Klaassen propone un framework per categorizzare il lavoro di ingegneria:

- Fedeltà Uno (Quick fix): modifiche di una riga, refusi, bug evidenti. Basta una pianificazione leggera. Con Claude Sonnet 4.5, questa categoria si espande: modifiche di pricing trasversali al codebase, normalizzazione delle email, riorganizzazione del codice, migrazione delle dipendenze - lavoro di più ore trasformato in 10 minuti con un piano ben costruito.

- Fedeltà Due (Sweet spot): feature multi-file, refactoring necessario, ambito chiaro ma implementazione non ovvia. È qui che il compounding engineering brilla. Esempio: aggiungere una capacità di "archiviazione per query" per Cora. Invece di un prompt diretto, la fase di ricerca rivela uno strumento riutilizzabile già esistente e quote rigide della Gmail API. 20 minuti di comprensione hanno risparmiato ore di debugging di fallimenti in produzione.

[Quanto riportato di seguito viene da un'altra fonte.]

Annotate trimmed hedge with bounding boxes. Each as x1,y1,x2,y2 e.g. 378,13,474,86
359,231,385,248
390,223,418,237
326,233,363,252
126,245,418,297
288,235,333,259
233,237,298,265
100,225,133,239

- Fedeltà Tre (Grande e incerta): feature importanti con requisiti da epic, ambito vago. La sola pianificazione non basta. Richiede "vibe planning" = prototipazione rapida e usa e getta per chiarire, seguita da una pianificazione rigorosa per costruire correttamente. La feature di email bankruptcy (53.000 email) sembrava Fedeltà Due, è diventata Fedeltà Tre una volta scoperta la complessità di rate limiting, caching e sistemi di code. Soluzione: 3 prototipi di difficoltà crescente → imparare cosa funziona → suddividere in pezzi sequenziali di Fedeltà Due.

Caso concreto: Email Bankruptcy

Klaassen aveva 5 design di schermate Figma e un weekend a disposizione. Invece di codificare manualmente, ha creato due agenti: l'Agente 1 analizza uno screenshot Figma → produce un piano dettagliato basato su pattern/componenti. L'Agente 2 confronta Figma con il costruito (screenshot Puppeteer) → itera fino alla corrispondenza. Risultato: 5 schermate pixel-perfect, inclusi layout mobile mai progettati, in un weekend. Il piano ha guidato il lavoro, la perfezione pixel è emersa di conseguenza.

Conoscenza cumulativa

Il vero potere: ogni revisione di piano accumula conoscenza istituzionale. Il codice insegna "Ecco come risolvere QUESTO problema." I piani insegnano "Ecco come PENSARE a problemi come questo." Dopo oltre 50 revisioni di piani, i piani restituiti riflettono automaticamente le preferenze architetturali (ad esempio, View Components di default per il design system). I prossimi modelli (GPT-5, Claude Sonnet 4.5+) miglioreranno automaticamente i piani, ma la conoscenza istituzionale si accumula separatamente.

Il modo più rapido per insegnare

Klaassen conclude: la pianificazione è l'attività a più alta leva nello sviluppo assistito dall'IA. Un'ora investita a migliorare il sistema di pianificazione rende ogni ora futura più produttiva. Il modo più rapido per insegnare all'IA non è attraverso il codice che scrivi, ma attraverso i piani che revisioni.